Incidentally, enough wasps remain in the male trees to perpetuate the race.

It is truly amazing how the Creator has set in motion such extraordinary details in order to provide us with these nutritious fruits!

The Tree of Knowledge - a fig Tree

According to one tradition among our Sages of old, the "Tree of Knowledge of Good and Bad" was a fig tree. It grew in the center of the Garden which G‑d had planted in Eden. G‑d forbade Adam to eat of its fruit, so that he would know only what is good, and would not be tempted by anything bad. But Adam failed to heed G‑d's command after his wife Chavah (Eve) ate the fruit and offered her husband a fig to taste. Then, realizing for the first time, that they were naked, not only in the plain sense of the word, but also spiritually, for they had disobeyed G‑d, they girded themselves with fig-leaves to cover their nakedness. In doing so, they, first of all, wanted to make amends in the very thing in which they had failed. For through the fig-tree they had failed, and by wearing the fig-leaves they would be constantly reminded of their weakness, and would not sin again.

There could have been also a further reason why they used fig-leaves, namely, as a kind of natural "sackcloth" to express their grief. Fig-leaves are rough and somewhat prickly on the upper side. Wearing them next to the skin must have been quite uncomfortable. This was a kind of self-inflicted punishment. (like fasting) which they take upon themselves for having been disobedient. Indeed, this may well be the origin of the custom of repenters to wear rough sackcloth about the loins and to fast as an expression of their deep feeling of remorse for their sins. Thus, for example, our Sages tell us that Reuven, our Father Jacob's firstborn, expressed his repentance by "his sackcloth and fasting."

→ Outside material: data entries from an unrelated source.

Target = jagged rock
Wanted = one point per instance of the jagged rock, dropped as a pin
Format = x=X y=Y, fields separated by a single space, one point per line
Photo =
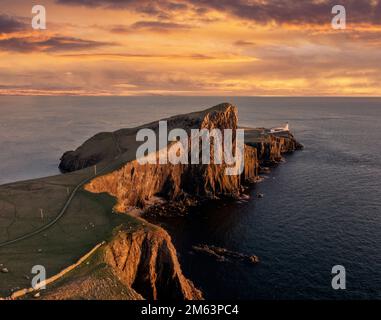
x=225 y=255
x=134 y=264
x=4 y=270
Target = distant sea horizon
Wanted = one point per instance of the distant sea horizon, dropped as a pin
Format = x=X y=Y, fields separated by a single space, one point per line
x=322 y=207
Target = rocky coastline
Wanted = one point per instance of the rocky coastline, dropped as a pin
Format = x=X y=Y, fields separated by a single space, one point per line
x=139 y=260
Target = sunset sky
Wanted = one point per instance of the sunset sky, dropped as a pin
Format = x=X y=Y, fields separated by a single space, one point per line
x=191 y=47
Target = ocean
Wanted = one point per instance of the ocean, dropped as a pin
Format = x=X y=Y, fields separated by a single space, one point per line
x=321 y=207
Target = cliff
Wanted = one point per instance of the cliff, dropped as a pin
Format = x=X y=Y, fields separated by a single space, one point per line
x=141 y=261
x=134 y=184
x=138 y=262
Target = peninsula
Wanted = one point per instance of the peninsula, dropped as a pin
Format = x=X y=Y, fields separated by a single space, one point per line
x=87 y=226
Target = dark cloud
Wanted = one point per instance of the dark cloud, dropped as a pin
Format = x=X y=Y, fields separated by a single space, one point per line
x=280 y=11
x=10 y=24
x=52 y=44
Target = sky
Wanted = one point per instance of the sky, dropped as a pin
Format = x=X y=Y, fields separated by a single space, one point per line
x=191 y=48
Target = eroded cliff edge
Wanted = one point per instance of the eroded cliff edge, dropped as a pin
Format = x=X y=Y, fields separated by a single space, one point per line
x=143 y=260
x=138 y=262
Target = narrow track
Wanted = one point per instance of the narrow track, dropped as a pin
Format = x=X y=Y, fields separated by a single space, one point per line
x=64 y=208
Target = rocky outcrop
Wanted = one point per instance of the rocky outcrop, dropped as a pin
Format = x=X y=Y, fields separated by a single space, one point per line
x=146 y=261
x=138 y=262
x=135 y=184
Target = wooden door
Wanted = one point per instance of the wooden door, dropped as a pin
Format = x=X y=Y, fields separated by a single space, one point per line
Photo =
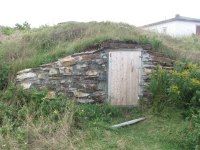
x=198 y=30
x=124 y=76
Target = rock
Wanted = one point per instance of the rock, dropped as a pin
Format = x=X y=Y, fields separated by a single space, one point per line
x=24 y=71
x=25 y=76
x=41 y=76
x=51 y=95
x=99 y=95
x=91 y=73
x=79 y=66
x=26 y=85
x=53 y=72
x=88 y=86
x=80 y=94
x=68 y=61
x=66 y=70
x=147 y=71
x=87 y=57
x=83 y=101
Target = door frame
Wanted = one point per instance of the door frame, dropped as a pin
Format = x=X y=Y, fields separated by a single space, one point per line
x=139 y=73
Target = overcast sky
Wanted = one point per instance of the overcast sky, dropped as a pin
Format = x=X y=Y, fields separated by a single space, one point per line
x=135 y=12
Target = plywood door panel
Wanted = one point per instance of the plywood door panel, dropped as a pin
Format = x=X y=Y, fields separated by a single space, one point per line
x=124 y=77
x=198 y=30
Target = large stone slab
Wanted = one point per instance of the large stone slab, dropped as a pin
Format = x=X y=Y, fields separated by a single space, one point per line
x=24 y=71
x=91 y=73
x=26 y=85
x=81 y=94
x=66 y=70
x=23 y=76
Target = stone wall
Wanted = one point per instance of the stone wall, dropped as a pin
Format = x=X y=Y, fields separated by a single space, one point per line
x=85 y=75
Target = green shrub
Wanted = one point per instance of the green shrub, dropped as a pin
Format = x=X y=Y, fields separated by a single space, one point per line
x=7 y=30
x=156 y=43
x=4 y=72
x=179 y=87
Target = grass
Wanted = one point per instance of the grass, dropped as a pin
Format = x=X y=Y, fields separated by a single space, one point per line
x=83 y=126
x=94 y=132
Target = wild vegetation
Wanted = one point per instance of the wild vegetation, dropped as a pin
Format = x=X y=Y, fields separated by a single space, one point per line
x=30 y=120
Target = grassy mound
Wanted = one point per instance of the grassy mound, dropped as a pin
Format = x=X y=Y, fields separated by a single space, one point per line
x=29 y=120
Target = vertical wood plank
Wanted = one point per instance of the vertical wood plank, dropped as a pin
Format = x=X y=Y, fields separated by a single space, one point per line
x=124 y=79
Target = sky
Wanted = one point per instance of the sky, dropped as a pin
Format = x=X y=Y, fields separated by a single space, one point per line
x=134 y=12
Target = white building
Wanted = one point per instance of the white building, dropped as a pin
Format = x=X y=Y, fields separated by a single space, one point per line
x=178 y=26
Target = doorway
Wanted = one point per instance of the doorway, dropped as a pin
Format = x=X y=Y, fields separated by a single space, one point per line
x=124 y=76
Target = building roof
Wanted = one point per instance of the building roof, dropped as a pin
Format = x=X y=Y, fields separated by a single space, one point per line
x=176 y=18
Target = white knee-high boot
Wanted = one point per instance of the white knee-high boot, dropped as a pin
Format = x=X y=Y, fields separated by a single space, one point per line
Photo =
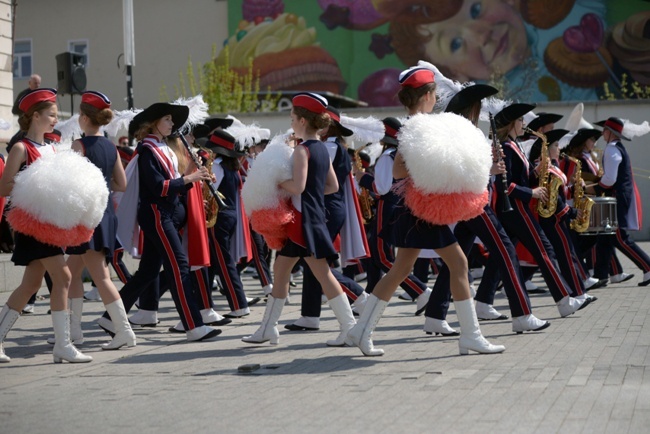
x=123 y=333
x=268 y=330
x=8 y=317
x=470 y=333
x=343 y=313
x=361 y=334
x=63 y=348
x=75 y=306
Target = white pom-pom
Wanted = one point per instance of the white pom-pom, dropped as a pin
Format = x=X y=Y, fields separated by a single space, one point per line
x=63 y=189
x=271 y=167
x=366 y=130
x=445 y=153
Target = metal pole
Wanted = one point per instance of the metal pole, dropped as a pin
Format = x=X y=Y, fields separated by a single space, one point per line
x=129 y=87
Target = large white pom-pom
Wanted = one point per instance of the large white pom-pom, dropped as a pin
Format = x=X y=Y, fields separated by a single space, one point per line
x=271 y=167
x=59 y=199
x=445 y=153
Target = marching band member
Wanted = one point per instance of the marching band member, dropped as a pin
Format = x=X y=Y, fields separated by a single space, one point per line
x=411 y=234
x=95 y=111
x=382 y=254
x=230 y=237
x=39 y=117
x=313 y=177
x=502 y=256
x=337 y=211
x=618 y=180
x=581 y=146
x=520 y=223
x=555 y=226
x=161 y=183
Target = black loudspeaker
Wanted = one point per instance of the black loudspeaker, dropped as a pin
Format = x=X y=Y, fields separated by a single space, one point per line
x=71 y=73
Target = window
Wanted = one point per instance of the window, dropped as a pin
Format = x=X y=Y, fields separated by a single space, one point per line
x=80 y=47
x=22 y=58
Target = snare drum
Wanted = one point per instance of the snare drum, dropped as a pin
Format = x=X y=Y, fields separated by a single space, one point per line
x=603 y=218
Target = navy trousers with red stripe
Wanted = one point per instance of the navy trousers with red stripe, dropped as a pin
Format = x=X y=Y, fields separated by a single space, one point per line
x=621 y=241
x=163 y=247
x=521 y=225
x=556 y=230
x=222 y=263
x=503 y=258
x=382 y=258
x=260 y=252
x=311 y=294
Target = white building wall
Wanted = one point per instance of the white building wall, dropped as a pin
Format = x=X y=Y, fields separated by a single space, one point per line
x=167 y=32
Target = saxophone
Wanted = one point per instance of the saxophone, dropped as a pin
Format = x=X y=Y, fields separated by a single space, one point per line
x=580 y=200
x=212 y=208
x=551 y=182
x=365 y=201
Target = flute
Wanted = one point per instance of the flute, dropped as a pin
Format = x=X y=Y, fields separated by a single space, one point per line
x=505 y=204
x=222 y=205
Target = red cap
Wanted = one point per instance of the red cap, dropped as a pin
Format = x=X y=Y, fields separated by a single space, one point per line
x=35 y=96
x=416 y=77
x=96 y=99
x=310 y=101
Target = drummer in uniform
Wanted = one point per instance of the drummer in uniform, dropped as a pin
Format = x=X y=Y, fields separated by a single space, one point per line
x=618 y=181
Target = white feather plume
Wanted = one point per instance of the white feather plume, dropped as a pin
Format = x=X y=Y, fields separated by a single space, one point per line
x=121 y=121
x=492 y=105
x=198 y=111
x=366 y=130
x=271 y=167
x=246 y=135
x=71 y=190
x=70 y=129
x=446 y=88
x=635 y=130
x=444 y=153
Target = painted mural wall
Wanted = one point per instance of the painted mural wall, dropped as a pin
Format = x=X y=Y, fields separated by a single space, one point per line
x=534 y=50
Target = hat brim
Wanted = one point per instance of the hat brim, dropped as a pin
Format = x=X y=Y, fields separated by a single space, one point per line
x=214 y=123
x=617 y=134
x=390 y=140
x=220 y=150
x=179 y=114
x=542 y=120
x=511 y=113
x=468 y=96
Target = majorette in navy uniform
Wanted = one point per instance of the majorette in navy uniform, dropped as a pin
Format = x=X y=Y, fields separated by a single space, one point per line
x=556 y=227
x=618 y=181
x=580 y=147
x=162 y=212
x=229 y=237
x=411 y=234
x=308 y=236
x=95 y=112
x=502 y=256
x=339 y=207
x=520 y=224
x=259 y=248
x=382 y=254
x=31 y=235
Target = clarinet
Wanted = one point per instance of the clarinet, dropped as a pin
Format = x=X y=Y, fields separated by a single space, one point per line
x=496 y=147
x=217 y=198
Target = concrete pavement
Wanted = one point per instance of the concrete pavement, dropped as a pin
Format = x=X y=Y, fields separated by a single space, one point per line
x=588 y=373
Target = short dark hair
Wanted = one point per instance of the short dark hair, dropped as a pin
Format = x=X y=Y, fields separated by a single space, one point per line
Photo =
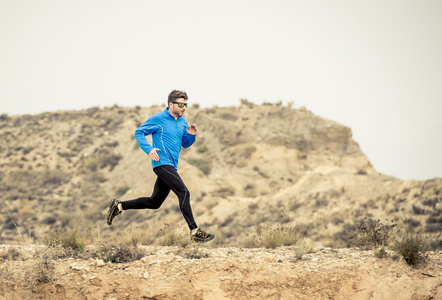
x=176 y=94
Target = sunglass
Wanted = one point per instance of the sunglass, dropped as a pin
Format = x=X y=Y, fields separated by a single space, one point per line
x=181 y=104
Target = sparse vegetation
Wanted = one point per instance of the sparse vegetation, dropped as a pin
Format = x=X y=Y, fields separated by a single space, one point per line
x=412 y=243
x=119 y=253
x=368 y=233
x=70 y=238
x=203 y=164
x=272 y=236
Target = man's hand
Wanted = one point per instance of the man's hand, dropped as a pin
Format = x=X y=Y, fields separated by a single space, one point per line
x=192 y=129
x=154 y=155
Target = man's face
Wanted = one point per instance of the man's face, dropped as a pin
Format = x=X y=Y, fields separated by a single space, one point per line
x=175 y=109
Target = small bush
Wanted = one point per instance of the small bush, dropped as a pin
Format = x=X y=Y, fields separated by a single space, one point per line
x=44 y=269
x=173 y=238
x=202 y=148
x=224 y=192
x=203 y=164
x=67 y=238
x=91 y=164
x=248 y=150
x=412 y=244
x=271 y=236
x=368 y=233
x=119 y=253
x=381 y=253
x=11 y=254
x=193 y=253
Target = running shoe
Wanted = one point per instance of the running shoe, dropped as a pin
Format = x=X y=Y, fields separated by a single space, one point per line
x=113 y=210
x=201 y=236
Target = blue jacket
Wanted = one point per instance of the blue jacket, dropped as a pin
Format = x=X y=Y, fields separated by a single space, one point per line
x=168 y=135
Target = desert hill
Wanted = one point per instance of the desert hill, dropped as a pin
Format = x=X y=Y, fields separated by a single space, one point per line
x=250 y=165
x=207 y=272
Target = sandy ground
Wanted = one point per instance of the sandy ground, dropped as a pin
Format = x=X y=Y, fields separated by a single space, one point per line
x=225 y=273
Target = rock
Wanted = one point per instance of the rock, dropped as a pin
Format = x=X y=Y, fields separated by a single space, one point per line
x=100 y=263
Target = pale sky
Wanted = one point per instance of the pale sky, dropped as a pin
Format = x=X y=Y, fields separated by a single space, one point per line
x=372 y=65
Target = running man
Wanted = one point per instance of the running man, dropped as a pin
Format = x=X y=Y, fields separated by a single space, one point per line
x=170 y=132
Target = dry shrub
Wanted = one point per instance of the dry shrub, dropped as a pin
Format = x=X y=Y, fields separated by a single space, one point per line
x=68 y=238
x=272 y=236
x=368 y=233
x=44 y=269
x=193 y=253
x=10 y=254
x=412 y=244
x=119 y=253
x=204 y=164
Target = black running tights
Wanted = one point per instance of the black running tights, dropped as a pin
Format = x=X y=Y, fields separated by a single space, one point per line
x=168 y=179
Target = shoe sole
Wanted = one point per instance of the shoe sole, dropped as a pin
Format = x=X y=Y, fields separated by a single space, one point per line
x=112 y=204
x=211 y=237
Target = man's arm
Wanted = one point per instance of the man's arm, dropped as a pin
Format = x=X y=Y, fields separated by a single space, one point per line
x=189 y=136
x=148 y=127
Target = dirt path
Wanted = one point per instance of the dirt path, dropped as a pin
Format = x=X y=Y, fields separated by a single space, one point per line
x=226 y=273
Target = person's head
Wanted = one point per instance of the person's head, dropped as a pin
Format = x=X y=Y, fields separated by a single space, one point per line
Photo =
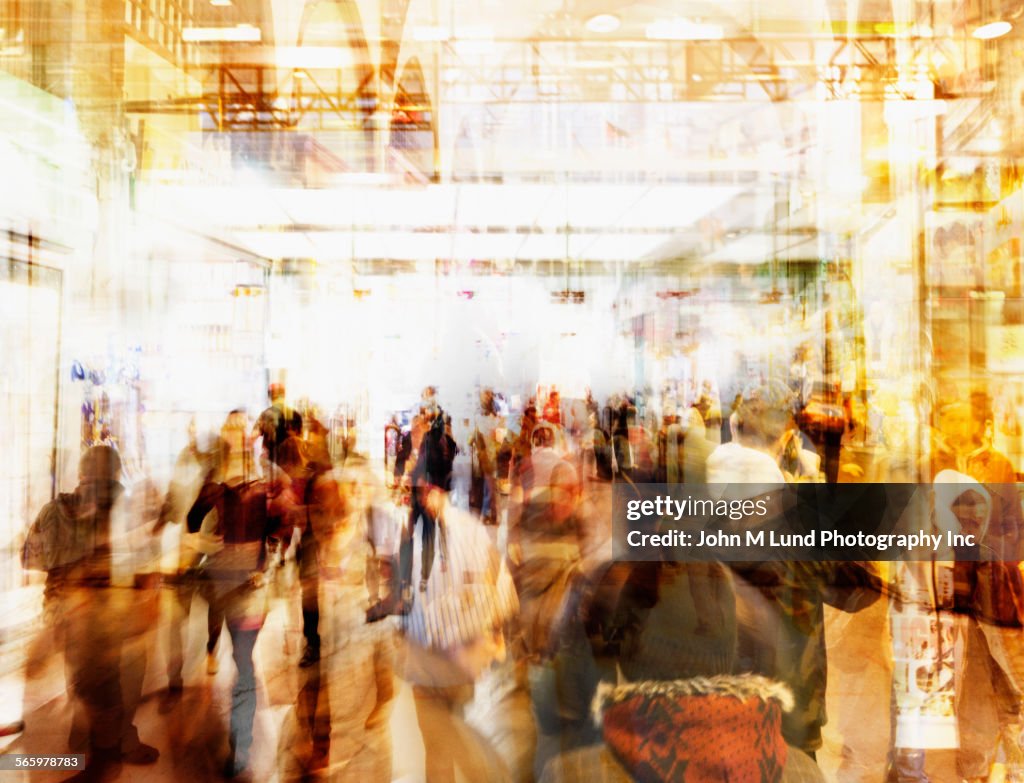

It is interesting to note that the great Sage Rabbi Shimon ben Yochai said, "Why is the fig-tree called T'enab? Because it brought grief (To'anah) to the world." (Both T'enab and To'anab are derived from the Hebrew root "on" meaning grief, distress; also what causes grief, namely, wickedness, sin, and the like).

Thus the fig-tree became the "grief-tree," a reminder of the first downfall of man. But-you may ask-why does not the Torah mention specifically what kind of a tree this "Tree of Knowledge" was? The answer was already given by our Sages: The Torah did not wish to shame the poor tree. People would say - "This is the tree that caused the downfall of Adam and Eve!" Herein lies a meaningful lesson: If a tree must not be shamed, surely no human being should be put to shame!

Speaking of lessons, it is well to remember also the lesson that Adam and Eve taught us by trying to make amends in the very thing in which they had. failed, as mentioned above. This, indeed, is one of the basic conditions of real Teshuvah: To rectify the very thing which one had wronged. If a person neglected a certain Mitzvah, he must, above all, be particularly careful to observe that Mitzvah, while, in addition, Teshuvah has brought about a strengthening of the observance of all of G‑d's Mitzvoth in the daily life.

With the above in mind, and reflecting on the wonderful way in which the Creator has seen to it that the fig tree should produce its delicious and nutritious food, as has been described above, the "Grief-Tree" can indeed serve as the "Tree of Knowledge"-knowledge of G‑d's wonderful way in Nature and His infinite Divine Providence (Hasbgocbo Protis) which extends to the minutest detail of all things.